6 February, 2026
We like to think that buying second-hand is better for the planet, that it keeps clothes in circulation and means we’re not feeding the fast fashion machine. And yes, in theory, that’s true. But if we’re scrolling Vinted at midnight the same way we used to scroll Zara, feeling that familiar rush when a parcel arrives and buying things we don’t need just because they’re cheap and pre-loved, it’s worth asking whether we’re really changing anything at all.

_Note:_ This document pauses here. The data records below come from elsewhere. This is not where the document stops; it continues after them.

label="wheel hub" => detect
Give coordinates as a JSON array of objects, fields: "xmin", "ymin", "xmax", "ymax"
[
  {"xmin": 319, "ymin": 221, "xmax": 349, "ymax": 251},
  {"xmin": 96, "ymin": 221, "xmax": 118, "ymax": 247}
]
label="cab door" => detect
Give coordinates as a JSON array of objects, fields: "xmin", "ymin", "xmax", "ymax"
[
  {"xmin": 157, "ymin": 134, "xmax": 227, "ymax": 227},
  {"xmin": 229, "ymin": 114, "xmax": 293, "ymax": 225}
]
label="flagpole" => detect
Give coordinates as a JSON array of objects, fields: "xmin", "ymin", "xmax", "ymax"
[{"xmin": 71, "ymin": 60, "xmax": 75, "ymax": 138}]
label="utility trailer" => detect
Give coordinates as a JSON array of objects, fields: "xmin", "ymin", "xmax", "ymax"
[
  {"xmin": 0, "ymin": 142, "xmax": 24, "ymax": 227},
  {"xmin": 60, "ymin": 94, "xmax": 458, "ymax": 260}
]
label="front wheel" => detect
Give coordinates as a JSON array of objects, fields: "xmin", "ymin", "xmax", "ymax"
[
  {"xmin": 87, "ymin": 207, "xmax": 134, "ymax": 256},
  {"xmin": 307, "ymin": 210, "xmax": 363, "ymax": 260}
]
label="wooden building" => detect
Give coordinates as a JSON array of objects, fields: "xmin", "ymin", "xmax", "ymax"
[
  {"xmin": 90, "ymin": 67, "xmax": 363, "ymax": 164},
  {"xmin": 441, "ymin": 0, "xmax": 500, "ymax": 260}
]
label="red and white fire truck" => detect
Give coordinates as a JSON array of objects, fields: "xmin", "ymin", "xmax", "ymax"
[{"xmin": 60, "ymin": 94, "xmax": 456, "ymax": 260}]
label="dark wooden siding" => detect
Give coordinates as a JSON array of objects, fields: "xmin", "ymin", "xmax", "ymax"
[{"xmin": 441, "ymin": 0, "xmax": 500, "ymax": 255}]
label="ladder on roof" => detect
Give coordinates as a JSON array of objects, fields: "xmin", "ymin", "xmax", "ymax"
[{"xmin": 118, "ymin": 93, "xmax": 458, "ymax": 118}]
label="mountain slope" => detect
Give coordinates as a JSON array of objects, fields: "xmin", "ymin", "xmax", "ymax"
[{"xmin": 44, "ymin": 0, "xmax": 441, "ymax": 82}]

British Vogue’s Emily Chan asked herself this recently after buying three second-hand items in a row during a rough week, and she started wondering if she’d just swapped one shopping habit for another. A quick poll in the Vogue office showed she wasn’t alone. Her colleagues were surprised by their own numbers – 22 pieces here, 30 there – all excused by the familiar logic that it doesn’t really count if it’s pre-loved. But in the end, an impulse buy is still an impulse buy.
Here’s the uncomfortable bit: a recent study published in Nature found that people who shop second-hand actually tend to buy more overall, not less. They buy more new clothes too, have a faster wardrobe turnover and make more donations. Unfortunately, since most donated clothes never get resold (in the UK, only 10 to 30% make it back onto the rails) and a lot of those “sustainable” purchases end up in landfills overseas, in places like Ghana, Chile, India and Pakistan. It turns out second-hand shoppers might be creating more textile waste, not less.
That’s hard to hear when you genuinely think you’re doing the right thing, but it points to something bigger: we can’t shop our way out of a problem caused by shopping too much, no matter how good it feels. The real shift isn’t about where we buy, it’s about how we buy, and whether we can break the cycle of wanting more.
So, what do we do with this? Shopping second-hand can make a difference, but only if it genuinely replaces something new, if it’s intentional, if it’s a piece we’ve been thinking about for months rather than something we grabbed because it was £4. Before we hit checkout, it’s worth asking ourselves whether we’ll still want this in a year, whether we’ll wear it again and again, or whether we’re just scratching an itch that will inevitably come back tomorrow.
It is right to think that what we buy matters but changing how much we buy matters more.